Era ottobre, mi preparavo a passare il mio normalissimo compleanno in famiglia ma… eccolo, proprio quel momento apparentemente normale: trovai una chitarra classica in corridoio, nuova di zecca, di una marca sconosciuta anche al negoziante, credo. Ma non importava. Era il mio regalo.
Non la desiderai mai; fino a quel momento non avrei mai immaginato, neanche per un misero secondo, di poter diventare io, in prima persona, l’artefice o l’esecutore di ciò che passava dentro le mie cuffie.
Fu quello l’inconsapevole istante in cui mi consegnarono il biglietto per intraprendere il viaggio verso ciò che sono adesso, anche se l’approccio iniziale non fu per niente facile.
Non la suonai per mesi, la lasciai in un angolino della mia stanza, fino al punto di far dire a mio padre: “guarda che, se non ti va di suonarla, io la vendo”.
A quel punto entrò in gioco “Mag”, il quale mi consigliò un insegnante che, tra l’altro, era poco distante da casa mia.

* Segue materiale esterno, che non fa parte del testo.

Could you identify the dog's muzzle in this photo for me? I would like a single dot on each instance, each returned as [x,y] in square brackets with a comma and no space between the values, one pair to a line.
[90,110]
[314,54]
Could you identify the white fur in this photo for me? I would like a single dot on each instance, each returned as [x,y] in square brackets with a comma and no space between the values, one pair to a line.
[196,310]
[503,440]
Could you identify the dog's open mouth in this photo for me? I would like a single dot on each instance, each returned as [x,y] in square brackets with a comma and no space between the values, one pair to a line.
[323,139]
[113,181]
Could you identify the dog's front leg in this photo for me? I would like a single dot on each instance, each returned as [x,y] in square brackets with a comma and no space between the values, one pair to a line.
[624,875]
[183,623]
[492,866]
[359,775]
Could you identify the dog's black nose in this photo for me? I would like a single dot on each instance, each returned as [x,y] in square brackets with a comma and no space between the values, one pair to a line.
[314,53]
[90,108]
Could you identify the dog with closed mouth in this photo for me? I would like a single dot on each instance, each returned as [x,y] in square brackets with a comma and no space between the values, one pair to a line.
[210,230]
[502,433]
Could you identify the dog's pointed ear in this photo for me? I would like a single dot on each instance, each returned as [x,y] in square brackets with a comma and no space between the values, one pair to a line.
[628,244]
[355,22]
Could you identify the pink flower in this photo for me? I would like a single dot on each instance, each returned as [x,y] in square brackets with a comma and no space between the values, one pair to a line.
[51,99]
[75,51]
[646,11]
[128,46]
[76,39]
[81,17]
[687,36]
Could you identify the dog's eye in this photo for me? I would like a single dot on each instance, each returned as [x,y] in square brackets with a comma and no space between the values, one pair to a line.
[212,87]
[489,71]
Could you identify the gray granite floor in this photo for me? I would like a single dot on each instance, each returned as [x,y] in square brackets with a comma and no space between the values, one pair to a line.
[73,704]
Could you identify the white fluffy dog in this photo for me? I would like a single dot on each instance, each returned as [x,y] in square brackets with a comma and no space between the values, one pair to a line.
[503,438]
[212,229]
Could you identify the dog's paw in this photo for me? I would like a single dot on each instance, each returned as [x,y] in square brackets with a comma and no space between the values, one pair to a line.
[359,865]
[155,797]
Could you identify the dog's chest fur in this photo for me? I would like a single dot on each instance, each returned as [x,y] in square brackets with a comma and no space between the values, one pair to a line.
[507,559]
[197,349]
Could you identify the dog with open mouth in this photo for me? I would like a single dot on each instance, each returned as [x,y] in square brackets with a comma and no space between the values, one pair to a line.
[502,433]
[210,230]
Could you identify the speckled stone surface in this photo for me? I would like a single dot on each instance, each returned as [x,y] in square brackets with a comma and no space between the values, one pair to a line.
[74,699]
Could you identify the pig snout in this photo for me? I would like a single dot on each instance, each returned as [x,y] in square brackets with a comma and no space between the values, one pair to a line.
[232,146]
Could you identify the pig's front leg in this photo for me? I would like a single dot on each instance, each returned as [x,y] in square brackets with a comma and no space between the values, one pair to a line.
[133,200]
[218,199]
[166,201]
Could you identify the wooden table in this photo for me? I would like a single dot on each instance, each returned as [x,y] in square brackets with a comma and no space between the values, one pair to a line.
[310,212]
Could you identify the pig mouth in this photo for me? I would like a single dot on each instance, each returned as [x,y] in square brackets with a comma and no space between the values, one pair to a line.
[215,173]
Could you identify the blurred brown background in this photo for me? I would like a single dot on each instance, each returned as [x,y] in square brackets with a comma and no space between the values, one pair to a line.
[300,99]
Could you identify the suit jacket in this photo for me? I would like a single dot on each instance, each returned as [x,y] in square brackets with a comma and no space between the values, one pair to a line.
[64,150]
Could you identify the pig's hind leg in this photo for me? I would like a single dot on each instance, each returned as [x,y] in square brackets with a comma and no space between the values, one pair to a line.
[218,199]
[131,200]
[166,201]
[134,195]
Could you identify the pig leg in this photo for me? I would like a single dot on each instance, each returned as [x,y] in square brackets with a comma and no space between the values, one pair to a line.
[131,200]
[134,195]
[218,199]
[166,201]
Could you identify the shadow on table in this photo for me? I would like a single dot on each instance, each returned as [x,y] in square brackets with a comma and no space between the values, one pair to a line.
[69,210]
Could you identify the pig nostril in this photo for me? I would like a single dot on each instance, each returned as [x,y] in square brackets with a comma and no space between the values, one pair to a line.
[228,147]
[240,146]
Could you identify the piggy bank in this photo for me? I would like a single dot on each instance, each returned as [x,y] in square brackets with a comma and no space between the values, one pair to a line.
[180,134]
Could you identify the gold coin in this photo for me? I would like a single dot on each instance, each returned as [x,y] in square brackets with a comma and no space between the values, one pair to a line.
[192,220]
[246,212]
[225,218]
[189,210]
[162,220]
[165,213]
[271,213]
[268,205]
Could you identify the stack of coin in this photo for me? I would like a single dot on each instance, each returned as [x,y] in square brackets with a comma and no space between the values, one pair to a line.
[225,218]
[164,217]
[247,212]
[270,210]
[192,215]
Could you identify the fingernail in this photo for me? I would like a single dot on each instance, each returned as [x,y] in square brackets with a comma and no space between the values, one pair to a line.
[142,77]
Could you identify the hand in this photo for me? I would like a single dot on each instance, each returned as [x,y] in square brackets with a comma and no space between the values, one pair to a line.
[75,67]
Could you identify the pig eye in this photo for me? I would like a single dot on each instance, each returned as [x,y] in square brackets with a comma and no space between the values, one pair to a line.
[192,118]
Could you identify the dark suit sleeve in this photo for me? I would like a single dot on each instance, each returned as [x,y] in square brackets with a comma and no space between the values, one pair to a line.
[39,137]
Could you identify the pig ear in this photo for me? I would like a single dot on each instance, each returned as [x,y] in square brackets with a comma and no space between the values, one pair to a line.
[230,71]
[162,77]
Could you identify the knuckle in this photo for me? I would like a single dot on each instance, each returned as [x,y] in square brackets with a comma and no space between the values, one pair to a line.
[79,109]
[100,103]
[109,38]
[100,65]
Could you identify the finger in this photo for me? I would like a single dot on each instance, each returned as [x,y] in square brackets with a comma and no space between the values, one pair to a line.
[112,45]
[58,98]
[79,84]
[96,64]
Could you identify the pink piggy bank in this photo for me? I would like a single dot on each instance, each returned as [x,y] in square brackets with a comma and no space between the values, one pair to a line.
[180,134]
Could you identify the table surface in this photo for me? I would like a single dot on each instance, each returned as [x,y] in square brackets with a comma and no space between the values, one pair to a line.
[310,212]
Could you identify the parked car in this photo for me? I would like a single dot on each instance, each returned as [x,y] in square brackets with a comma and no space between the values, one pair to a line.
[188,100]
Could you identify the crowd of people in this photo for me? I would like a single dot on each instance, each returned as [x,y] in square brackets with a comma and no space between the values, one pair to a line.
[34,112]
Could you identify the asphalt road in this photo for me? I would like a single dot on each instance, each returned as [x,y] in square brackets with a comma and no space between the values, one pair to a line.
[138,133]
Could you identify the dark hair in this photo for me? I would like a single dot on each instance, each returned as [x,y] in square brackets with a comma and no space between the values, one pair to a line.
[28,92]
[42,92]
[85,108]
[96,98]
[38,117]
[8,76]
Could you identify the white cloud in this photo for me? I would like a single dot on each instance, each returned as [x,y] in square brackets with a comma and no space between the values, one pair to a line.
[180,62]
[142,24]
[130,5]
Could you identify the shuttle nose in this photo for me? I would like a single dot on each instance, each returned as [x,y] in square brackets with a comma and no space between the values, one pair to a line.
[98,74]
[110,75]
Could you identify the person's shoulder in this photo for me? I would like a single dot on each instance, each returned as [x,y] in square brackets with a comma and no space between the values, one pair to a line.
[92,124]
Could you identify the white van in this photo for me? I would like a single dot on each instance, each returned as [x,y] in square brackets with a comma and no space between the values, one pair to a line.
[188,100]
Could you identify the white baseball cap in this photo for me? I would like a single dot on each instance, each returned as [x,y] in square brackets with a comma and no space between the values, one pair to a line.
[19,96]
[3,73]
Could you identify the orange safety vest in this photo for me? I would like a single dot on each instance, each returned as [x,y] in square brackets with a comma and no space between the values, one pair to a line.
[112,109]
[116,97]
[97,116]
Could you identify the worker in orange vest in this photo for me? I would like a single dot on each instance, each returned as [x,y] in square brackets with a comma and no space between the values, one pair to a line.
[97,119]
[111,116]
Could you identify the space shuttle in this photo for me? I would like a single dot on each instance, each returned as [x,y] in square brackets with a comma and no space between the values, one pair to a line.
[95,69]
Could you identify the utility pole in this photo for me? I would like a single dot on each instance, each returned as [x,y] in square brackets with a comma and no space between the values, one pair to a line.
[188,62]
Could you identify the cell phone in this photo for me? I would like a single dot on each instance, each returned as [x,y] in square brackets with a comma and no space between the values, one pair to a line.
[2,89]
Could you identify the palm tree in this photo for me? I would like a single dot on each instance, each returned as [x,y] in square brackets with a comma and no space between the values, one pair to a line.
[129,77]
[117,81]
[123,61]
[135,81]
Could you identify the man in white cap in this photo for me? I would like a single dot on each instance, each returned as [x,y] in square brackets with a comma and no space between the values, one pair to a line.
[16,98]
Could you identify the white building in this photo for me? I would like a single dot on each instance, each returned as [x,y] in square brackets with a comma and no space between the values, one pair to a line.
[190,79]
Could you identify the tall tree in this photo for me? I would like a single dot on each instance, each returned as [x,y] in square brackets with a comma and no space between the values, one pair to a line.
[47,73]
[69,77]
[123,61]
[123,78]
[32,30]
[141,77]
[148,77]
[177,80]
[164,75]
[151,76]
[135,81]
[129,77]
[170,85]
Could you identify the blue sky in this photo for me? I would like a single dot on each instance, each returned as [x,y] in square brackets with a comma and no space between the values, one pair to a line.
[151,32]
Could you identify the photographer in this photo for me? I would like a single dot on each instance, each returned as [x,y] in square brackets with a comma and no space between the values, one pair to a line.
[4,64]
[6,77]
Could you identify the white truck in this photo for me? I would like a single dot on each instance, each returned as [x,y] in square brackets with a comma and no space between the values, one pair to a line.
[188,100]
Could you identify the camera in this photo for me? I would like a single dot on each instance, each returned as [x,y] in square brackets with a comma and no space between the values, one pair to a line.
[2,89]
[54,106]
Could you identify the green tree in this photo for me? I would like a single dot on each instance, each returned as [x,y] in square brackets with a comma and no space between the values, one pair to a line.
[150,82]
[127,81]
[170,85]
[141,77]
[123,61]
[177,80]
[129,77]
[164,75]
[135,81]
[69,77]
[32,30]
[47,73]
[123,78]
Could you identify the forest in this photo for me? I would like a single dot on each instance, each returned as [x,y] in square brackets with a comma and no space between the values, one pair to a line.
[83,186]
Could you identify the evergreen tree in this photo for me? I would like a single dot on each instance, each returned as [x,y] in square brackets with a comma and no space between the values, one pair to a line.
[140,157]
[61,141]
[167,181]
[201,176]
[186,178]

Decisi di buttarmi, di provare, togliendo dalla polvere, finalmente, quella che sarebbe diventata, da lì a pochi mesi — complici la passione, la cura del mio insegnante Daniele e dei miei amici — la rivelazione delle mie giornate, la mia migliore amica.
Avevo un nuovo canale di comunicazione, uno strumento per prendere contatto con le mie emozioni.
Proprio così: scegliete un insegnante che vi permetta di sognare, di farvi luccicare gli occhi; che vi incuriosisca, al di là della “semplice” tecnica o teoria; che vi dia gli spunti e gli strumenti per permettere di esprimere voi stessi attraverso le note che suonate o che suonerete.
Chi ha il compito di avviare uno studente al suo percorso musicale ha una responsabilità grandissima, soprattutto di fronte a un ragazzo nel bel mezzo della primavera dei propri sogni; una responsabilità anche psicologica che ne determinerà il modo in cui l’allievo vedrà e suonerà il proprio strumento; di come percepirà la musica, che peso le darà e quanto sarà disposto a farla entrare nella propria vita. Quanto sarà disposto a giocarci.
Sì, a giocarci; perché molto spesso accade di irrigidirsi e di lasciarsi chiudere dentro le monocromatiche pareti degli stilemi musicali, dimenticandosi di avere a disposizione un’immensa, illimitata tavolozza di colori con cui dipingerle, con cui creare inediti paesaggi d’autore nei quali viaggeranno i fruitori.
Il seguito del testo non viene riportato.